Beleidigung der Republik, des Militärs und auch des Ansehens von Kemal Atatürk werden
dem Buch vorgeworfen, das in den USA Furore machte. Sechs Monate geht der
türkische Herausgeber, der 26 Jahre alte Fatih Tas, dafür jetzt hinter Gitter.
Auf Bücher zur Armenierfrage hatte der Staat dagegen zehn Jahre lang fast
nicht mehr reagiert. Die neuen Verfahren sind eine Reaktion auf den gestiegenen
Druck im Ausland anlässlich des neunzigsten Jahrestages der Massaker, der im
Jahr 2005 begangen wurde, und darauf, dass sich die Diskussion über das Thema
auch in der Türkei selbst nicht länger unterdrücken lässt.

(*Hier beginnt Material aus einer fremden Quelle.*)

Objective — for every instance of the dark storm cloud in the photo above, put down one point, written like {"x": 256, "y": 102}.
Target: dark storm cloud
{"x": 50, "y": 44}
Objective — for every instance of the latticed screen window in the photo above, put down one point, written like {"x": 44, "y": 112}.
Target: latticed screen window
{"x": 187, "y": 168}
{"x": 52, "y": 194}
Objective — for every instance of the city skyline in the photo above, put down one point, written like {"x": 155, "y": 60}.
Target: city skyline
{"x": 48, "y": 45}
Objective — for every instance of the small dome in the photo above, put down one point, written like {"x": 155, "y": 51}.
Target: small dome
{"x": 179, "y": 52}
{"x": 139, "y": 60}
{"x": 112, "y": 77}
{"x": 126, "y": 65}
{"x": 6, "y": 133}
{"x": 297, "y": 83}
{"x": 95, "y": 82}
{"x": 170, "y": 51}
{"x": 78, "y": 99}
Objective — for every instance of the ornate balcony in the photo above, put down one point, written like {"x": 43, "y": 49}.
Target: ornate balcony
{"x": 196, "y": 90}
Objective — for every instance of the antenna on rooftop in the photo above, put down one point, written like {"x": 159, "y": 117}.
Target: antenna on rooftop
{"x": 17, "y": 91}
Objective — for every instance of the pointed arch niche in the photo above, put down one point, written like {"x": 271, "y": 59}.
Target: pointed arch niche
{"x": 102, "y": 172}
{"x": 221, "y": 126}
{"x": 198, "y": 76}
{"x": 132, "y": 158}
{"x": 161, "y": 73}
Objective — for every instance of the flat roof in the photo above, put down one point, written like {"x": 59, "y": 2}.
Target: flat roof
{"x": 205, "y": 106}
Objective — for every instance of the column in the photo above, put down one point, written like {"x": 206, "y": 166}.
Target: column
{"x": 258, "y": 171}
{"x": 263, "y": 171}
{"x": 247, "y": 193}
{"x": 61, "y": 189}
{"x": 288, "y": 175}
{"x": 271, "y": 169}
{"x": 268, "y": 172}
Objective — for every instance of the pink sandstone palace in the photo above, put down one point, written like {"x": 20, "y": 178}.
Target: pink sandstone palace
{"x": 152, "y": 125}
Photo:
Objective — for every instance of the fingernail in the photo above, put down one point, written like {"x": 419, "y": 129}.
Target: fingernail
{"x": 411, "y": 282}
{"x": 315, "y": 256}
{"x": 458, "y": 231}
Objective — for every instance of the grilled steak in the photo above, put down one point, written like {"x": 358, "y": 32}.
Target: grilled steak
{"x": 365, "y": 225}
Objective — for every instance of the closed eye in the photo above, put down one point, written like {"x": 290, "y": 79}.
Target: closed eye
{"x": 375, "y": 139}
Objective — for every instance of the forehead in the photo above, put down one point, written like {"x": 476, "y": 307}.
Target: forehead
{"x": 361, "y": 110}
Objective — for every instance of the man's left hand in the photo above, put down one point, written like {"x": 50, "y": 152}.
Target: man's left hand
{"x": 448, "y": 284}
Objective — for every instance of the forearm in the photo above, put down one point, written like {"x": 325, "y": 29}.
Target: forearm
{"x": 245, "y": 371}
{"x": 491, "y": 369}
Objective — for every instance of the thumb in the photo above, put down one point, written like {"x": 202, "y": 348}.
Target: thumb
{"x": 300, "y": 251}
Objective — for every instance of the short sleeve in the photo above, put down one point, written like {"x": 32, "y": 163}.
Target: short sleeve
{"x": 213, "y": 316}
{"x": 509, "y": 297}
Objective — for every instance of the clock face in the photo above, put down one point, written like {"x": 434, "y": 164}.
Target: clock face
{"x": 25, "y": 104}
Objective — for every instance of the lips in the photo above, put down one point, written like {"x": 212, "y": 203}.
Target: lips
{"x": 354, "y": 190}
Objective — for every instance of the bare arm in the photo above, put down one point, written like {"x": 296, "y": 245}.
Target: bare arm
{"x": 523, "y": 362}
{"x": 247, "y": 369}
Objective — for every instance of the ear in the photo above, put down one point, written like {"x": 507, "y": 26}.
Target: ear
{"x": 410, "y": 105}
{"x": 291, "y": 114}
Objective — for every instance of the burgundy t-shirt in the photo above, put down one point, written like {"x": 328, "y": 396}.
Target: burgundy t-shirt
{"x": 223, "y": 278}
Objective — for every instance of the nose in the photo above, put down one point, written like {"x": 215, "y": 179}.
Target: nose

Nicht alle Angeklagten werden verurteilt. Die meisten Freisprüche betreffen
Bücher, die wegen Unsittlichkeit vor Gericht gelandet waren, darunter
Karikatur- sowie Gedichtbände und erotische Literatur wie die türkische Übersetzung der
«Philosophie im Boudoir» des Marquis de Sade.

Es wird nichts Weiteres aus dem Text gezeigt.